**Half-life **

The rate constant of a reaction is specific for a particular reaction at a given temperature. The rate constant is also related to the half-life, which is the time required for the concentration of the reactant to decrease to exactly one half of its initial value. For a first-order process, the half-life is independent of concentration and is expressed by the equation \(t_{1/2} = \frac{ln \;2}{k}\). Radioactive decay is an example of a first-order process, and the half-life of decay processes for radioactive isotopes can be very important for their safe disposal.

**Example 1.**

The rate constant for a first order process is \(0.00320\text{ s}^{-1}\). What is the half-life for this process?

A. \(217\text{ s}\)

B. \(320\text{ s}\)

C. \(0.00223\text{ s}\)

*Solution*

A. \(217\text{ s}\)

\(t_{1/2} = \frac{ln \;2}{k} = \frac{ln\; 2}{0.00320\text{ s}^{-1}} = 217\text{ s}\)

**Example 2.**

The half-life of the decay of the \(^{14}\text{C}\)isotope (used in carbon dating) is \(5730\text{ years}\).

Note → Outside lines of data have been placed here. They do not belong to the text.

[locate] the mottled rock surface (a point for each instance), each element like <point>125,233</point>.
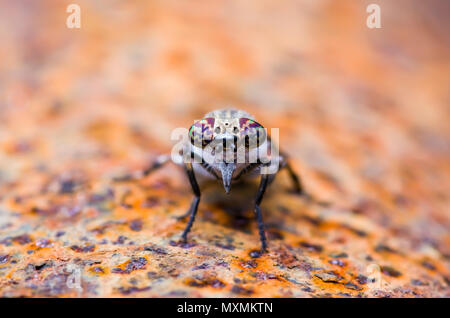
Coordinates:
<point>364,115</point>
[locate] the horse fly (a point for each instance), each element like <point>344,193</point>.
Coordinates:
<point>228,145</point>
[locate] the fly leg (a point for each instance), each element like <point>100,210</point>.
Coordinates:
<point>194,205</point>
<point>259,196</point>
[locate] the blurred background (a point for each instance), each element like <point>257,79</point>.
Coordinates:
<point>363,113</point>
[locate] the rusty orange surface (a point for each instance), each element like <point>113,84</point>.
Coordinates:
<point>363,113</point>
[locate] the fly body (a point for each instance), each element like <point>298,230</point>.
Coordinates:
<point>228,145</point>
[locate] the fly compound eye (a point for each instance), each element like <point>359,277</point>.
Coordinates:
<point>252,133</point>
<point>201,133</point>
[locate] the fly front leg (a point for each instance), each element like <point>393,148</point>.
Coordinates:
<point>194,205</point>
<point>261,190</point>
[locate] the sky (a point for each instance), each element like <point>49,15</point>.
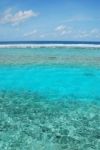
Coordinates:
<point>71,20</point>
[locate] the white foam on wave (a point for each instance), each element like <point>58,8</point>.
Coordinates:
<point>49,45</point>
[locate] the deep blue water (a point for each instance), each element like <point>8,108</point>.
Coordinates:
<point>53,81</point>
<point>50,42</point>
<point>50,99</point>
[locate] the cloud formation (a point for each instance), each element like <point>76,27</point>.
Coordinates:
<point>63,30</point>
<point>8,17</point>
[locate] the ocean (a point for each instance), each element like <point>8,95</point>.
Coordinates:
<point>49,95</point>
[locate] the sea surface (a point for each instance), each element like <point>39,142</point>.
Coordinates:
<point>50,96</point>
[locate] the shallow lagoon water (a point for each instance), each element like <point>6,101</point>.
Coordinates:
<point>49,106</point>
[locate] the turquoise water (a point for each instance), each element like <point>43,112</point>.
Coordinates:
<point>49,106</point>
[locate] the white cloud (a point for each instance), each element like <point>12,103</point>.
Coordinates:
<point>30,34</point>
<point>63,30</point>
<point>8,17</point>
<point>60,28</point>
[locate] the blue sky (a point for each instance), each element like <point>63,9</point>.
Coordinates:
<point>49,20</point>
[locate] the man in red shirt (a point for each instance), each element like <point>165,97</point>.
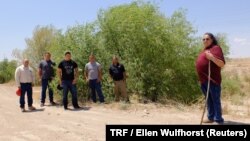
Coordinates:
<point>213,53</point>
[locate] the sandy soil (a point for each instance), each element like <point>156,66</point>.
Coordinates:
<point>88,124</point>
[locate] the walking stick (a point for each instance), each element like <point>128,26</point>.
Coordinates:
<point>208,88</point>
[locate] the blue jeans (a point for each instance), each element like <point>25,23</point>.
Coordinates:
<point>45,85</point>
<point>96,87</point>
<point>68,86</point>
<point>213,101</point>
<point>26,87</point>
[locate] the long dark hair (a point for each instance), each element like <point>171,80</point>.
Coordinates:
<point>215,42</point>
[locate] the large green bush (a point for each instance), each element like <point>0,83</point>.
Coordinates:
<point>158,52</point>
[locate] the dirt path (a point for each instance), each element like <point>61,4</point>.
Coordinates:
<point>54,123</point>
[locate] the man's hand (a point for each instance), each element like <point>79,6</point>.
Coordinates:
<point>74,81</point>
<point>209,55</point>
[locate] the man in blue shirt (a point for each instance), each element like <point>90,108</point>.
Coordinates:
<point>46,74</point>
<point>118,74</point>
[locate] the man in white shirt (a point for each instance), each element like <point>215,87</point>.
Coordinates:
<point>25,79</point>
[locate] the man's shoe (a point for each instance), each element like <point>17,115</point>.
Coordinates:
<point>23,110</point>
<point>77,107</point>
<point>31,108</point>
<point>42,105</point>
<point>53,103</point>
<point>207,121</point>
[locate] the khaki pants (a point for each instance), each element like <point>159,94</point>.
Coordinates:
<point>120,90</point>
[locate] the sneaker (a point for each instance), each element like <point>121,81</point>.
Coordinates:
<point>23,110</point>
<point>53,103</point>
<point>77,107</point>
<point>42,105</point>
<point>31,108</point>
<point>207,121</point>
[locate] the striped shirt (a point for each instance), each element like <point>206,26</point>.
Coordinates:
<point>24,75</point>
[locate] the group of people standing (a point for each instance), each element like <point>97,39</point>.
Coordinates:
<point>67,72</point>
<point>210,60</point>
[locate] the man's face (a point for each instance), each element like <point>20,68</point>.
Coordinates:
<point>91,59</point>
<point>26,63</point>
<point>115,60</point>
<point>67,57</point>
<point>47,56</point>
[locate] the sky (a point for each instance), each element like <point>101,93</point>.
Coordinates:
<point>18,18</point>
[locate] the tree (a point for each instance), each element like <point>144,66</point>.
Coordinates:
<point>42,39</point>
<point>157,50</point>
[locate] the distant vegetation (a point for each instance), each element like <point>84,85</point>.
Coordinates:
<point>158,51</point>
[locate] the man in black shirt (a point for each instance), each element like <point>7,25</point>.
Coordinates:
<point>68,74</point>
<point>118,74</point>
<point>46,74</point>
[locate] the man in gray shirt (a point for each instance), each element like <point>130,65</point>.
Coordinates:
<point>93,75</point>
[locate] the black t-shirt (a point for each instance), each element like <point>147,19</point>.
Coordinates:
<point>116,72</point>
<point>67,68</point>
<point>47,69</point>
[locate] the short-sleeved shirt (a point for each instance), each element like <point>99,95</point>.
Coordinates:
<point>68,69</point>
<point>47,69</point>
<point>116,72</point>
<point>92,69</point>
<point>202,65</point>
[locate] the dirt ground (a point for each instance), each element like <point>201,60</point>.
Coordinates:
<point>87,124</point>
<point>52,123</point>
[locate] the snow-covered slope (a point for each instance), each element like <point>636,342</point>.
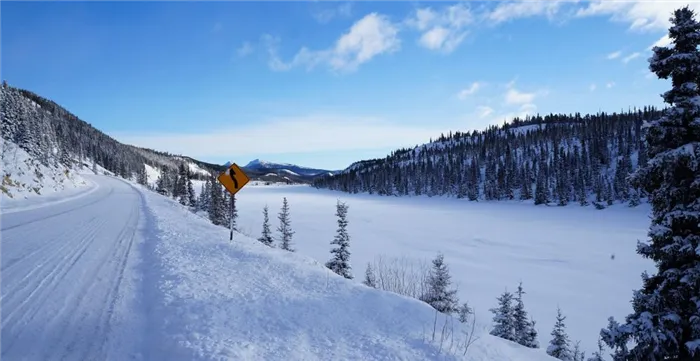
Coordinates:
<point>258,164</point>
<point>241,300</point>
<point>23,176</point>
<point>561,254</point>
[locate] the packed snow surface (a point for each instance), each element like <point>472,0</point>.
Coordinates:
<point>123,273</point>
<point>579,258</point>
<point>26,180</point>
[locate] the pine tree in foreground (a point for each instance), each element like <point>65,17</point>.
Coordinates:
<point>598,355</point>
<point>578,355</point>
<point>370,279</point>
<point>285,227</point>
<point>439,294</point>
<point>340,263</point>
<point>191,195</point>
<point>266,236</point>
<point>665,324</point>
<point>504,323</point>
<point>559,345</point>
<point>524,329</point>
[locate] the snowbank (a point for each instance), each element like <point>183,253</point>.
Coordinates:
<point>27,182</point>
<point>241,300</point>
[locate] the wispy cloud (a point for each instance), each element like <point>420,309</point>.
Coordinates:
<point>515,97</point>
<point>506,11</point>
<point>471,90</point>
<point>442,30</point>
<point>630,57</point>
<point>327,14</point>
<point>322,133</point>
<point>614,55</point>
<point>369,37</point>
<point>245,49</point>
<point>641,15</point>
<point>663,41</point>
<point>484,111</point>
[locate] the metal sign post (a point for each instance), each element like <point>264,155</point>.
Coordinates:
<point>233,180</point>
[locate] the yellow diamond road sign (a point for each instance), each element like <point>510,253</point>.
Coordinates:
<point>233,179</point>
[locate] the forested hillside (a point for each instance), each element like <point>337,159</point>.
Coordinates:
<point>543,159</point>
<point>51,134</point>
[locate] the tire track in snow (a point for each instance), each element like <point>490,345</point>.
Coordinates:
<point>67,279</point>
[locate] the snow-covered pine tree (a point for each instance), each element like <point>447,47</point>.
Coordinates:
<point>182,181</point>
<point>598,355</point>
<point>340,262</point>
<point>141,176</point>
<point>370,279</point>
<point>504,323</point>
<point>439,293</point>
<point>464,311</point>
<point>665,324</point>
<point>285,227</point>
<point>217,206</point>
<point>559,345</point>
<point>531,340</point>
<point>578,355</point>
<point>191,195</point>
<point>523,328</point>
<point>266,236</point>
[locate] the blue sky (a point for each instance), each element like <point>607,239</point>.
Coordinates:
<point>326,83</point>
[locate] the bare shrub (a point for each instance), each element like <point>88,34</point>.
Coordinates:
<point>407,277</point>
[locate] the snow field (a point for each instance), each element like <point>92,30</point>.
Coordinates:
<point>242,300</point>
<point>25,181</point>
<point>561,254</point>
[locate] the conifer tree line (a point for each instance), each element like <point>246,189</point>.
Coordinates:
<point>54,136</point>
<point>553,159</point>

If the decay process follows first order kinetics, what is the rate constant for \(^{14}\text{C}\) decay?

A. \(1.75\times 10^{-3}\text{ yr}^{-1}\)

B. \(1.21\times 10^{-4}\text{ yr}^{-1}\)

C. \(5.25\times 10^{-5}\text{ yr}^{-1}\)

*Solution*

B. \(1.21\times 10^{-4}\text{ yr}^{-1}\)

\(\begin{align} t_{1/2} &= \frac{ln \;2}{k}\\ k &= \frac{ln \;2}{t_{1/2}}\\ k &=\frac{ln \; 2}{5730\text{ years}} = 1.21\times 10 ^{-4}\text{ yr}^{-1}\end{align}\)

**Example 3.**

Which statement about the half-life of a first order reaction is true?

A. The half-life is not related to the rate constant.

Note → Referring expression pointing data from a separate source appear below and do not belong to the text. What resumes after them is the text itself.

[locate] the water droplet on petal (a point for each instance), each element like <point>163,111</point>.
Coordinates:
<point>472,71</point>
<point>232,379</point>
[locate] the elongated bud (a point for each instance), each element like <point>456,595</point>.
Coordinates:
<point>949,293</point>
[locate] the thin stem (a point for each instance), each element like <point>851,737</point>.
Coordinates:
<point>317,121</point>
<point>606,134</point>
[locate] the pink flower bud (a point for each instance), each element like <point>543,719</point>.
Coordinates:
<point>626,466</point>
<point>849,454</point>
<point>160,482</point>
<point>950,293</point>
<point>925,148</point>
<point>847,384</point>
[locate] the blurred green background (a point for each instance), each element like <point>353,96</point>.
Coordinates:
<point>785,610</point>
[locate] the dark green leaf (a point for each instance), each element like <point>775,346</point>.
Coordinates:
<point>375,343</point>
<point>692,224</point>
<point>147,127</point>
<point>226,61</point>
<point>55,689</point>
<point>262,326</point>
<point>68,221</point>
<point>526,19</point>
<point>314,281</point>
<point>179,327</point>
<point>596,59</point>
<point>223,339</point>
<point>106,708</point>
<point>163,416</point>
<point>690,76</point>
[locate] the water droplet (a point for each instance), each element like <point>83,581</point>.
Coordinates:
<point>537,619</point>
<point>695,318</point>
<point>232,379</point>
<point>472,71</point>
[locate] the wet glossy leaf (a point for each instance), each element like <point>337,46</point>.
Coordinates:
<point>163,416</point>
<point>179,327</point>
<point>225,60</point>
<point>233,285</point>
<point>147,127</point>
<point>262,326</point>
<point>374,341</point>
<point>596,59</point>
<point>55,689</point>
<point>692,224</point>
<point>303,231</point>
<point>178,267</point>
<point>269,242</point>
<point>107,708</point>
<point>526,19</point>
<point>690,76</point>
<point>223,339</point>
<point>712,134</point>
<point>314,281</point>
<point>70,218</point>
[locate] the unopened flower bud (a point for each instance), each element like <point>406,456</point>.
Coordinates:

B. The half-life does not depend on the reactant concentration.

C. The half-life does not depend on the reaction temperature.

*Solution*

B. The half-life does not depend on the reactant concentration.

The half-life of a first order process (\(t_{1/2} = \frac{ln \;2}{k}\)) does not depend on the reactant concentration. Because the half-life is related to the rate constant, and the rate constant is dependent on reaction temperature, the half-life also depends on the reaction temperature.